穴埋め小説「ムービーパラダイス」85

「冗談はさておき」
 一番楽しそうだったのに、椅子に座るとまるで何もなかったかのように話を戻す雪之丞。
「その能力で、このビデオを記録してしまったわけですね」
 雪之丞は円卓の上にあった例のビデオを手に取った。
「そうだ……このラバースーツを見た瞬間から、記憶が曖昧になっている」
 険しい顔で考え込むイライジャ。
「だいたい、原因がわかりましたよ」
「本当か?」
 あっさりと言う雪之丞に、思わずくってかかるように問いかける俺。
「ええ、推測でよろしければ、説明したいのですが――」
 雪之丞はちらりと円卓の上に視線を移す。
「そろそろ下りて頂けませんか?」
 いまだに円卓の上でキャプテンキャプテンと連呼していた三人に声をかける。かなり狂っていた三人だが、予想以上に大人しく雪之丞の指示に従い、何事もなかったように椅子に腰掛けた。
 ちなみにイライジャは、あまりにおかしなテンションの三人についていけなかったのか、複雑な表情で苦笑していた。
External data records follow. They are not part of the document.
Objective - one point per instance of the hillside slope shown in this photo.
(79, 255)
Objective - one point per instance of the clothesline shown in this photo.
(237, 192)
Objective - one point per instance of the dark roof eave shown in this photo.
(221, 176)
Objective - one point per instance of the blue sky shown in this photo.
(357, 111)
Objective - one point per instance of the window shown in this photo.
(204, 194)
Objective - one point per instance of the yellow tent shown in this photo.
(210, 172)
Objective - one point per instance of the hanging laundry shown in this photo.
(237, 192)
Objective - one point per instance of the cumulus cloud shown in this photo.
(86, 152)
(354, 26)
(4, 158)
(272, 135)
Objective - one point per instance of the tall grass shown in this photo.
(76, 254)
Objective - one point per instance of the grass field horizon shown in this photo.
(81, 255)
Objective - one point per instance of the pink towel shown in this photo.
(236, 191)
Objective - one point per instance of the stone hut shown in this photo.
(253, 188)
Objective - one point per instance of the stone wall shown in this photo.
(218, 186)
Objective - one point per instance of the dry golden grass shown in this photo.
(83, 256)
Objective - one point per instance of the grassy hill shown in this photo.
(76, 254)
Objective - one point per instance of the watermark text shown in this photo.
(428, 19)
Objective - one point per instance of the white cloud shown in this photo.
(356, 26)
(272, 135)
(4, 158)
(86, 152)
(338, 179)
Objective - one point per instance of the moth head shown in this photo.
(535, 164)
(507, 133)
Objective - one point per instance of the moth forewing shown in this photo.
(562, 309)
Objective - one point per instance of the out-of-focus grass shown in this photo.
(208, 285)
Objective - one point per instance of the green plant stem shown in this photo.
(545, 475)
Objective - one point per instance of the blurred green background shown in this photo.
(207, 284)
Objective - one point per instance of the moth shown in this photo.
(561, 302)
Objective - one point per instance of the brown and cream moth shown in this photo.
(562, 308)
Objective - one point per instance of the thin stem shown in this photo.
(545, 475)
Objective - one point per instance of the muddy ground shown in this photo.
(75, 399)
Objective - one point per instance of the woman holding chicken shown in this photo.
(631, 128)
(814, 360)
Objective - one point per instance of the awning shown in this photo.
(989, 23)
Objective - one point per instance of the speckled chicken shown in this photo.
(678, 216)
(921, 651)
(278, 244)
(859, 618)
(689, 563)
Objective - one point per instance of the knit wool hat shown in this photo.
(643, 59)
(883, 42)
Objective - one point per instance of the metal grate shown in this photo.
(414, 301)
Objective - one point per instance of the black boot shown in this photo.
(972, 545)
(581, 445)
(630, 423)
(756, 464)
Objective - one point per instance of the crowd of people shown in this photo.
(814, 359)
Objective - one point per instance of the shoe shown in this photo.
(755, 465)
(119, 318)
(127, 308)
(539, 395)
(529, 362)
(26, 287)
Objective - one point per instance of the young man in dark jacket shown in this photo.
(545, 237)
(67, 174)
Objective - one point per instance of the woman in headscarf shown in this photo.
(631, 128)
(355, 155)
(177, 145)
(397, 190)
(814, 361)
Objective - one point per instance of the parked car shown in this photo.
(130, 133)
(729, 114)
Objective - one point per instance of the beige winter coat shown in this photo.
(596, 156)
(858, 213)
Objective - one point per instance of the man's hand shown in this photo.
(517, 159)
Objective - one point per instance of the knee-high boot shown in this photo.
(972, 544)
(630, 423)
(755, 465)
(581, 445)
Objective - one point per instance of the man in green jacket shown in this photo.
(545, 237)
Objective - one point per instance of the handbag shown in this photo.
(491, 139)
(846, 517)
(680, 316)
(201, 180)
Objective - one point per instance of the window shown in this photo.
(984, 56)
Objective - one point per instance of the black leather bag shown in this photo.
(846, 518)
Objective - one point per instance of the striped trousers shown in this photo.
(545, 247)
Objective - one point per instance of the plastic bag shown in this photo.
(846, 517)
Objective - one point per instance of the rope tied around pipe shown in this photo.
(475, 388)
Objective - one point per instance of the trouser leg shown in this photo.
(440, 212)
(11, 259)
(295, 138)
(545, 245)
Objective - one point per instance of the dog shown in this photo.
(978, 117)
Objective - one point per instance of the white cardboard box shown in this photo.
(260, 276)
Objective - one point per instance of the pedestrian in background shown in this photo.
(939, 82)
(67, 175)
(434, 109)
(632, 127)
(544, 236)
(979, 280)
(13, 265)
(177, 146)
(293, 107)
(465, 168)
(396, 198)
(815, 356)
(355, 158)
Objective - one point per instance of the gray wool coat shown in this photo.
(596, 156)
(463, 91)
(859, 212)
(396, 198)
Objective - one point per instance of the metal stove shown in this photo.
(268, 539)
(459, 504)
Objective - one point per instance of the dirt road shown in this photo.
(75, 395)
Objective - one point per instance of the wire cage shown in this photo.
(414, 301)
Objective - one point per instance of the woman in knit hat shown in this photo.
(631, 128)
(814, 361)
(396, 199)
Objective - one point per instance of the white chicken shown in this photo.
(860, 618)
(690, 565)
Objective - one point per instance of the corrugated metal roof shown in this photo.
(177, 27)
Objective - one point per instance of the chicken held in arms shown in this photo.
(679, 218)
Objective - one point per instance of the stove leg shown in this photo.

「今回の件は、私の作ったビデオとイライジャ氏の能力がおかしな風に作用してしまった事で起きたのだと思います。このビデオは見ている人に極めて現実に近い夢を見せる信号を発するのですが、イライジャ氏がそれを現実にビデオから人間が現れた事実として記録してしまった事でおかしくなったのでしょう」
「なるほどな……我輩が再生しただけならば我輩だけが影響を受けたのだろうが、イライジャが介在した事で、世界そのものに影響を与えたわけかね?」
「恐らくは、そうでしょうね」
 安藤と雪之丞の間では理解されているらしいが、よくわからない。
「つまり、ですねえ」
 俺達が理解していない事を悟ったらしく、雪之丞が俺達に向き直る。
「このビデオは、登場人物がテレビの中から本当に出てきた、と視聴者に勘違いさせるビデオなんですよ。そして、イライジャ氏の能力は、再生されたあらゆる映像を客観的に見ることができるわけです。ここまではいいですか?」
「ああ」
 まあ、それは理解できている。
「だからですよ」
 説明になってねぇ。
「なるほどねぇ……」
 納得したように、腕を組んでうんうんとうなずく尾崎。ニヒルを気取っているわけで、実際は少しも理解していないと思われる。
「つまり、だな」
 安藤がコホンと咳払いをする。
「このビデオと、イライジャの能力については理解しているな?」
「ああ」
 だから、それは理解できている。
「そのせいだ」
 こっちも説明になってねぇ。
「冗談はおいておいてですね、私の作ったビデオは、ビデオによって生じた仮想現実を外から観測される事を想定して作っていないんですよ。外から観測された事によって、それが現実になってしまったというか……」
 なんとなくわかってきたような気がしないでもない。
「しかも今回は2本同時に再生されてしまった事も悪い方向に働いたようです。二人はそれぞれに夢を見ていたはずですが、それがイライジャ氏の中で同時に観測された事により、二人の夢が共有されてしまったと思われます。もしかすると、ビデオに関わった人間がイライジャ氏の脳の中に取り込まれてしまったのかも知れませんね」
 わからなくなった気がする。
「まあ仮説ですから、それが正しいとは限らないんですけどね。まあ、イライジャ氏の能力が作用して、ビデオが本当に現実になってしまったと言うことだと思います。そしてビデオが止まった後にイライジャ氏が現れたというのは、恐らく二人の女を現実にするためにイライジャ氏の肉体が媒介となったのでしょう」
 よくわからないなりに話を総合すると、イライジャがビデオの再生を外から見ていたために、あの女達が現実に現れてしまったという事らしい。となると、あのラバースーツや巨乳女はイライジャだったのか。
「もし、もう一本が再生されていたらどうなっていたんだ?」
 不意に思いついた疑問を口にする俺。なんとなく嫌な予感がしていたのだが、実際にどうなっていたのか気になる。
「恐らく、その場にいた全員が飲み込まれてしまったでしょうね」
 さらりと雪之丞が口にするが、もしそうなっていた事を考えると背筋が凍りつく。もし俺達全員があの時の安藤や尾崎のように正気を失ってしまっていたら、大惨事が起きていたのではないだろうか。
「まあ、そうならなくて良かったですねぇ」
 にこやかな笑みを浮かべ、まるで他人事のように言う雪之丞。